Research Article - (2023) Volume 14, Issue 2
Received: 23-Feb-2023, Manuscript No. JVV-23-19995; Editor assigned: 27-Feb-2023, Pre QC No. JVV-23-19995; Reviewed: 10-Mar-2023, QC No. JVV-23-19995; Revised: 17-Mar-2023, Manuscript No. JVV-23-19995; Published: 27-Mar-2023, DOI: 10.35248/2157-7560.23.14.512
Despite widespread availability of COVID-19 vaccines in the United States, 23% of Health Care Personnel (HCP) was unvaccinated as of December, 2021. This study identified characteristics of hospital-based healthcare personnel associated with delaying or declining COVID-19 vaccination. We analyzed surveys from >15,000 hospital-based HCP from a large, university-based healthcare system in December 2020 to understand employee plans for COVID-19 vaccination. We also assessed changing one’s mind about getting vaccinated between December 2020 and March 2021. We found that being female, black, and between ages 18 and 49 was associated with delaying or denying the vaccine. HCPs from counties of high social vulnerability and those with less patient contact also had higher rates of vaccine hesitancy. The HCP sub-groups that express high rates of vaccine hesitancy should be considered in the design of vaccination campaigns for hospital workers.

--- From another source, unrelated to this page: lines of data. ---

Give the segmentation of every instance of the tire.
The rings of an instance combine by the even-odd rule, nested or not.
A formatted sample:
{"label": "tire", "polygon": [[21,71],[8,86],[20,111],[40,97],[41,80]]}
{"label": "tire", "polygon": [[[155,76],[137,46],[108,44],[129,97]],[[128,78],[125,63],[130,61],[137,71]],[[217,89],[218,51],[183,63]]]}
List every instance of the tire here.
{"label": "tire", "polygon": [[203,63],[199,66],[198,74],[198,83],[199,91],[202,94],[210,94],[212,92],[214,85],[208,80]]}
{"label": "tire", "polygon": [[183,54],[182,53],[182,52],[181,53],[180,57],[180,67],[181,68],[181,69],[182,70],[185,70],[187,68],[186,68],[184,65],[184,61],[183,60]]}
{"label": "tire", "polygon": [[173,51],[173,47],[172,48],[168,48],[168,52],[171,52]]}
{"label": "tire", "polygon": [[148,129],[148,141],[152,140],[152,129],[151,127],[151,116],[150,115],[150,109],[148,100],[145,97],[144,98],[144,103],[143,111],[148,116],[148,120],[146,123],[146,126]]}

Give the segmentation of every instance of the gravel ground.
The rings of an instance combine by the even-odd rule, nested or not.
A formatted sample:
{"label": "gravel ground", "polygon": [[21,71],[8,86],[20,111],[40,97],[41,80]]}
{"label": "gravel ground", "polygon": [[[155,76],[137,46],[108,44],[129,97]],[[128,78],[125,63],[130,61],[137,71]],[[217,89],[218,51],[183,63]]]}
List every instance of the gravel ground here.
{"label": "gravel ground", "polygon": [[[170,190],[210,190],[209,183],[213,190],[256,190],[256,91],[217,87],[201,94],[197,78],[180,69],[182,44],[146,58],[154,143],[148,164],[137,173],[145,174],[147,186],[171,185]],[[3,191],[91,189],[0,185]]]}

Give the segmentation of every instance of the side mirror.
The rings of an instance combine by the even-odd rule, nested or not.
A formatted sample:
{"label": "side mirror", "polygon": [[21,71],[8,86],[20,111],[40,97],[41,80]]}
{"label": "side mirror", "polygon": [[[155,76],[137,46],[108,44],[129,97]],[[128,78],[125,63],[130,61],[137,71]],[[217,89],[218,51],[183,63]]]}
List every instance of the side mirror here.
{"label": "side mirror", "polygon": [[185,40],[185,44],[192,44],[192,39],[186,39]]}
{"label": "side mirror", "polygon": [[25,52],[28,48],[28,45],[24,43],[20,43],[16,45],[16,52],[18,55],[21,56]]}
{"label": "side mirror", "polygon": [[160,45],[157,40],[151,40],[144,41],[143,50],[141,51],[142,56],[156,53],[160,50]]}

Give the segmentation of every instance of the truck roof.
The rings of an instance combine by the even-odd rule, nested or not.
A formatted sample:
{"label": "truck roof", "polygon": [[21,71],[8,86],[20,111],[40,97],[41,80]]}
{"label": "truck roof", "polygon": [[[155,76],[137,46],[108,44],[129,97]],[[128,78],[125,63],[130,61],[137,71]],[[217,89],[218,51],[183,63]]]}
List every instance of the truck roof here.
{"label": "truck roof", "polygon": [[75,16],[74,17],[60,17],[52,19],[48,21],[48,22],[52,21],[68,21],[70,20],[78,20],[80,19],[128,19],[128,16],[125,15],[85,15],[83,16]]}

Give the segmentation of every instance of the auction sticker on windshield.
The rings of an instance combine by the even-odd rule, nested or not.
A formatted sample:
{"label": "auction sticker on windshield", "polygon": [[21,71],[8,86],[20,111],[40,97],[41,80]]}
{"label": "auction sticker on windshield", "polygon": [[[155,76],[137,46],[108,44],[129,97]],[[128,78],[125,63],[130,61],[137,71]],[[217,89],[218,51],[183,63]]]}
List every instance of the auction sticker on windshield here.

COVID-19 vaccine; Healthcare worker; Healthcare personnel; Vaccine hesitancy
Vaccine hesitancy is one of the primary barriers in mitigating COVID-19 morbidity and mortality. Despite widespread availability of COVID-19 vaccines in the United States, 23% of U.S. Healthcare Personnel (HCP) were reportedly still unvaccinated as of December, 2021 [1]. HCP have been a priority population for the study of SARS-CoV-2 infection and vaccination rates during the COVID-19 pandemic given their critical role in patient care and potentially increased exposure to the virus. HCP attitudes toward the COVID-19 vaccine have been shown to vary by gender, race, and geographic location, with women, black, LatinX, and rural HCPs less willing to accept the vaccine. Vaccine acceptance has been shown to be higher with increasing age, education, and income level [2]. HCPs who have declined the COVID-19 vaccine have reported concerns about speed of approval, effectiveness, and safety as the most common reasons for vaccine hesitancy [3].
It has been shown that gender and socioeconomic status interact to influence vaccine hesitancy. For example, women living in poverty were more vaccine-hesitant than women in higher socioeconomic brackets, while poverty and employment status did not affect men’s vaccine hesitancy. However, not having a college education contributed to both women’s and men’s COVID-19 vaccine hesitancy. Overall, those with lower income and less education are less likely to get a COVID-19 vaccination, but other studies found those who lost a job were more likely to accept a COVID-19 vaccine than those who continued to work throughout the pandemic [4,5]. Other research has shown that respondents who feel that the COVID-19 vaccine is unsafe are significantly more likely to be from rural areas and from lower income segments [6]. Furthermore, women are more worried about the safety of the vaccine than men, but men’s hesitancy tends to be driven by lower perceptions of COVID-19 dangers and belief in conspiratorial claims.
To inform specific and effective vaccination campaigns for hospitals, it is important to understand which employees are vaccine-hesitant and why. We surveyed HCPs at a large, university-based healthcare system regarding their vaccine intentions before the vaccine became widely available and hospitals began mandating the COVID-19 vaccine. We compare these vaccination intentions with actual vaccination records to better characterize and plan interventions for vaccine-hesitant HCP. These results can be compared with current findings on vaccine hesitancy and denial among HCP and may reveal how and why patterns in vaccine hesitancy and denial changed over the course of the pandemic.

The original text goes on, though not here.